Alzheimer's disease (AD) is the most common cause of dementia and one of the leading causes of death in aging population worldwide. It is estimated that more than 50 million people around the globe are affected with AD. The accumulation of toxic amyloid plaques, hyperphosphorylated tau tangles and extensive neuronal degeneration are hallmark features of AD [1]. MicroRNA (miRNA) expression levels have been shown to change dramatically in response to various cell stressors and in neurodegenerative disease [2]. MiRNAs are small non-coding RNAs approximately 20–24 nucleotides long with important biological activities, primarily related to post-transcriptional regulation of gene expression. These small RNA moieties are conserved throughout evolution, and their expression can be constitutive and tightly regulated. Subsets of miRNA are specifically expressed in certain regions of the brain or in neuronal and glial cell subtypes as a means to assure regional or cell type gene regulation [3]. The studies of microRNAs expression profiles in nervous system represent important steps in understanding the role of miRNAs in regulating gene expression. Increasingly research efforts are focusing on identifying specific miRNA as potential therapeutic targets for the regulation of candidate disease genes. Multiple reports suggest that alterations in miRNA expression in human AD brain are associated with disease pathology [4].

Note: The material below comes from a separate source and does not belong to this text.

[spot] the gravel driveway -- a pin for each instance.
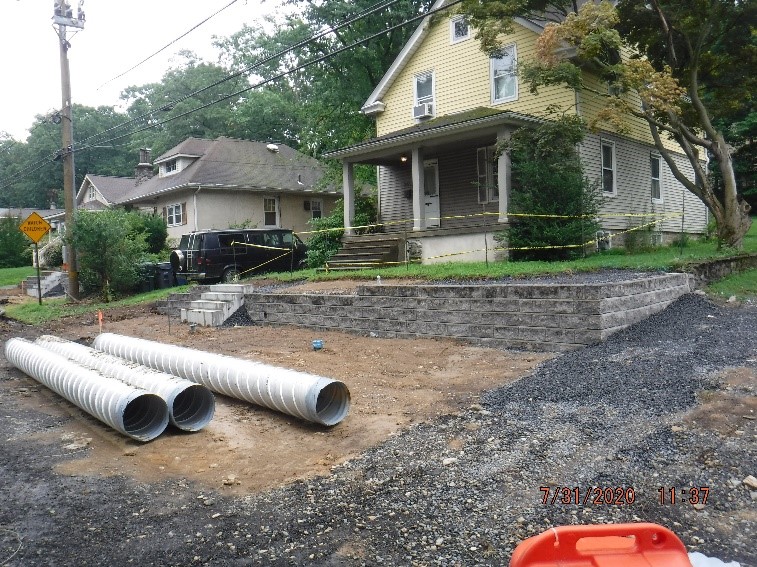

In AD, the principal neurotoxic factor β-amyloid is formed through the sequential cleavage by β- and γ-secretase enzymes of the amyloid precursor protein (APP) [1]. An alternative nonamyloidogenic pathway exists where APP is cleaved by A Disintegrin and Metalloproteinase 10 (ADAM10). ADAM10 is a critical physiological α-secretase present in brain with beneficial neurotrophic functions through both the inhibition neurotoxic Aβ production and in turn the production of the soluble amyloid precursor protein (sAPPa), which has neuroprotective properties [5]. ADAM10 is decreased in AD brain, but little is known about the underlying mechanisms involved in this decrease. In our recent study we have elucidated the role of miRNA-140-5p in regulation of ADAM10. Two types of gene regulatory factors; transcription factors and miRNA can greatly influence gene expression. Transcription factors regulate transcription either positively or negatively whereas miRNAs regulate gene expression mostly through repression [6]. Among the pool of our studied miRNA, miRNA-140-5p was found to be upregulated in AD hippocampus compared to controls. This miRNA-140-5p was also found to be elevated in neuronal SHSY5Y cells and associated with a significant decrease in ADAM10 reporter construct activity under Aβ toxicity. Interestingly, others have described an upregulation of miR-140-5p in blood from patients with acute ischemic stroke suggesting miR-140 production may increase in response to neurological injury [7]. Furthermore, reportedly miR-140-5p expression in hippocampal CA1 neurons from prion infected mice significantly correlates with genes involved in neuronal projection and dendrite development implicating a critical role by miR-140-5p in neuronal processes [8].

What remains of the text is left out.